We assume that translation of preclinical animal data to the clinic, apart from the inevitable species differences, often fails due to avoidable quality problems, which partially depend on the field of research (e.g. disease models or lack of comorbidities). If such shortcomings could be systematically assessed, we are convinced that the reliability of preclinical in vivo data could be increased crucially. This includes better design of animal models as well as higher general study quality, such as blinding, randomization or avoiding underpowered studies. Such improvements would meet highest ethical standards, even if individual experimental group sizes might be bigger.

Publication bias

In our opinion, a systematic status quo assessment of preclinical animal research seems adequately achievable by systematic reviewing and meta-analysis.
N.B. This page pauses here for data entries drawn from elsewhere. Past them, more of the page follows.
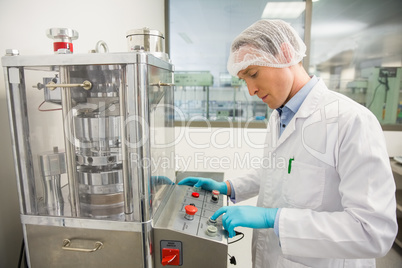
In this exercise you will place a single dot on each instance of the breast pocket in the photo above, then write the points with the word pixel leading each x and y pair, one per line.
pixel 303 187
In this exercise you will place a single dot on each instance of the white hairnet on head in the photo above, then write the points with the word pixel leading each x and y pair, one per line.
pixel 272 43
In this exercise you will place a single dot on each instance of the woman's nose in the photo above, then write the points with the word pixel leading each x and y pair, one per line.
pixel 252 90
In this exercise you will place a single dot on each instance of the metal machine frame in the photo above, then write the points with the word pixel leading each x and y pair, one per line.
pixel 100 205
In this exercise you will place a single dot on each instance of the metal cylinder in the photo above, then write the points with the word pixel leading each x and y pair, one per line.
pixel 52 165
pixel 148 40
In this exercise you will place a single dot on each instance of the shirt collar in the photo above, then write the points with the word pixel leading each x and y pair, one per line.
pixel 296 101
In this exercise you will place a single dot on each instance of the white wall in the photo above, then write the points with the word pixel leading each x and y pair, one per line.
pixel 23 24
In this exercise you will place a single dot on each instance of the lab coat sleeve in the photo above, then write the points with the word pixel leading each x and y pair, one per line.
pixel 247 186
pixel 366 228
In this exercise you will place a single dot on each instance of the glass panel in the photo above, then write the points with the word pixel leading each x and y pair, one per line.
pixel 162 135
pixel 356 47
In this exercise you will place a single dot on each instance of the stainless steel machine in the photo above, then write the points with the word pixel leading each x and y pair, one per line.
pixel 93 140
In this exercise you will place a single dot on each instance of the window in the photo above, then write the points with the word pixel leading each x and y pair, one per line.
pixel 355 47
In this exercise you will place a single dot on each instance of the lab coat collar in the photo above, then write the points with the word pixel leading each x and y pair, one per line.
pixel 307 108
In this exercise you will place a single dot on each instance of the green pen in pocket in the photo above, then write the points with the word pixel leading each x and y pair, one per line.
pixel 290 165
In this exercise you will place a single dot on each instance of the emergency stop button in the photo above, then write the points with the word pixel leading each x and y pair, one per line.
pixel 190 212
pixel 170 256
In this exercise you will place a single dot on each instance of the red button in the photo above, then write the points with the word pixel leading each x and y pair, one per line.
pixel 170 256
pixel 190 209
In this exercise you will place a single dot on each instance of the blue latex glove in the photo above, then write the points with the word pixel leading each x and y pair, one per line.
pixel 246 216
pixel 206 184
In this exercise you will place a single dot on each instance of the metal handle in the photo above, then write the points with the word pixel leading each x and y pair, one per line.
pixel 160 84
pixel 67 244
pixel 86 85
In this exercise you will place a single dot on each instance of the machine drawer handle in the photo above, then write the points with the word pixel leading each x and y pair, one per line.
pixel 86 85
pixel 160 84
pixel 67 246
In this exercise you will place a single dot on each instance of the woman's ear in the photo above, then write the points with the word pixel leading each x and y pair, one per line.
pixel 287 52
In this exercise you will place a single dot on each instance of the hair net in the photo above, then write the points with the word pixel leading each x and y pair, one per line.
pixel 272 43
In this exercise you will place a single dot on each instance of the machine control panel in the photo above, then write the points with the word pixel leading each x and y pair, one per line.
pixel 184 234
pixel 195 211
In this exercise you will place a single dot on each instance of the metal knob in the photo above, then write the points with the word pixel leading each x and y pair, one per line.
pixel 62 39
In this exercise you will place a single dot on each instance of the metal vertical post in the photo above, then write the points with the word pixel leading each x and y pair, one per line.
pixel 69 140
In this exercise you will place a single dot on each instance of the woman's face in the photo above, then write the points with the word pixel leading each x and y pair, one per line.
pixel 274 86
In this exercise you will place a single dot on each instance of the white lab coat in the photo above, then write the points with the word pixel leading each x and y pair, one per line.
pixel 338 201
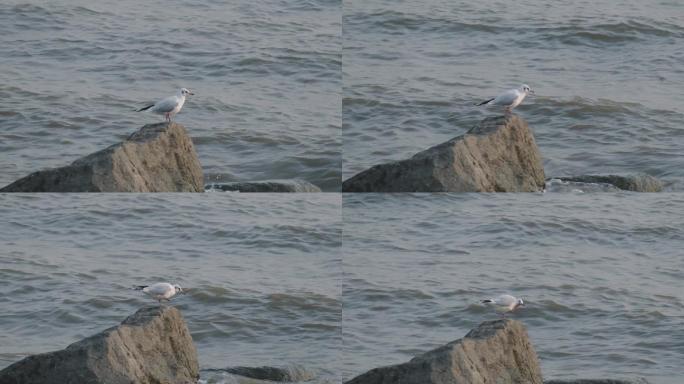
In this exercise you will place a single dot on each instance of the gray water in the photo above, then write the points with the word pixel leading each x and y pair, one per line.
pixel 266 76
pixel 607 74
pixel 262 271
pixel 602 276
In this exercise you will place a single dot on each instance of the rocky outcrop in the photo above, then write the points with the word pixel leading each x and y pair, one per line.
pixel 157 158
pixel 150 347
pixel 293 373
pixel 264 186
pixel 636 183
pixel 497 155
pixel 597 381
pixel 497 351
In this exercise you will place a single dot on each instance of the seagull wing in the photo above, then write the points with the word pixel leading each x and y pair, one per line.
pixel 505 300
pixel 159 288
pixel 506 98
pixel 166 105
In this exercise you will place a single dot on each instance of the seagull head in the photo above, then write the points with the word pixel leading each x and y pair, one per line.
pixel 184 92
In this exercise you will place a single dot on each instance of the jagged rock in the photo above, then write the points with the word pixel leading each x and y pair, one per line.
pixel 497 155
pixel 636 183
pixel 497 351
pixel 150 347
pixel 288 374
pixel 597 381
pixel 157 158
pixel 265 186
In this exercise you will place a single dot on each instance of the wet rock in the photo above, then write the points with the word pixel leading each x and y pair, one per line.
pixel 157 158
pixel 497 155
pixel 288 374
pixel 636 183
pixel 497 351
pixel 151 346
pixel 265 186
pixel 597 381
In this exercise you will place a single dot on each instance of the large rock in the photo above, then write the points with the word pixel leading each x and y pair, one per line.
pixel 264 186
pixel 636 183
pixel 150 347
pixel 497 352
pixel 597 381
pixel 497 155
pixel 157 158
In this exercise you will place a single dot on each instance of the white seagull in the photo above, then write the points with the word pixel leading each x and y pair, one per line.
pixel 511 98
pixel 504 304
pixel 160 291
pixel 169 106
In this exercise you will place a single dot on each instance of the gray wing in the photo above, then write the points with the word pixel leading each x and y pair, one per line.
pixel 159 288
pixel 505 300
pixel 166 105
pixel 506 98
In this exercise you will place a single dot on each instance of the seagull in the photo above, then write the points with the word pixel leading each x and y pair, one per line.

Nevertheless, systematic reviewing and meta-analysis depend on the complete availability of all research performed regarding a particular topic. As long as results are incompletely published, systematic reviews and meta-analyses are liable to bias. This bias is referred to as publication bias, i.e. favouring publication of positive or confirming data over negative or inconclusive data [23]. This overweighting of positive results leads to a subsequent overestimation of effect sizes in meta-analyses and systematic reviews. The publication bias problem has been acknowledged in clinical research [2325]. In animal research, publication bias has been less thoroughly investigated but there is evidence that researchers are becoming increasingly aware of it. In a recent publication, Sena and colleagues came to the conclusion that publication bias accounts for one third of the effect in animal stroke studies that was assessed in a systematic review [26]. A Dutch research team recently tried to assess the opinion amongst Dutch animal researchers and find possible reasons for the publication bias phenomenon (ter Riet et al., personal communication). Interestingly, journal editors and peer reviewers were regarded as prominent drivers for non-publication of negative or non-significant research data. The authors suggest strategies to address publication bias, such as mandatory publication of study protocols, research results or the reasons why no results were obtained. According to ter Riet and colleague’s study, Dutch researchers think that these strategies might help to increase scientific progress.

Conclusion

We believe that preclinical animal research needs to improve on different levels to yield best predictions for human patients. Animal models of diseases need to be as reliably reflective of the patient’s situation as possible and it should be considered to what extent experimental parameters need to be homogenized or if a controlled heterogenization might be appropriate. Furthermore, general aspects of experimental planning and performance should be brought to a higher level. Regulatory authorities as well as journal editors and peer reviewers should pay increasing attention to features like sample size calculation, blinding and randomization. And finally, efforts should be taken to reduce publication bias in animal research literature to increase the reliability of meta-analytic analysis of studies in order to identify reasons for insufficient prediction of models. Only if joint efforts are made is there hope that preclinical animal research will yield safe and maximally predictive results for the clinic. This concerns us all: researchers in phases of experimental planning and performance as well as regulatory authorities, journal editors and peer reviewers.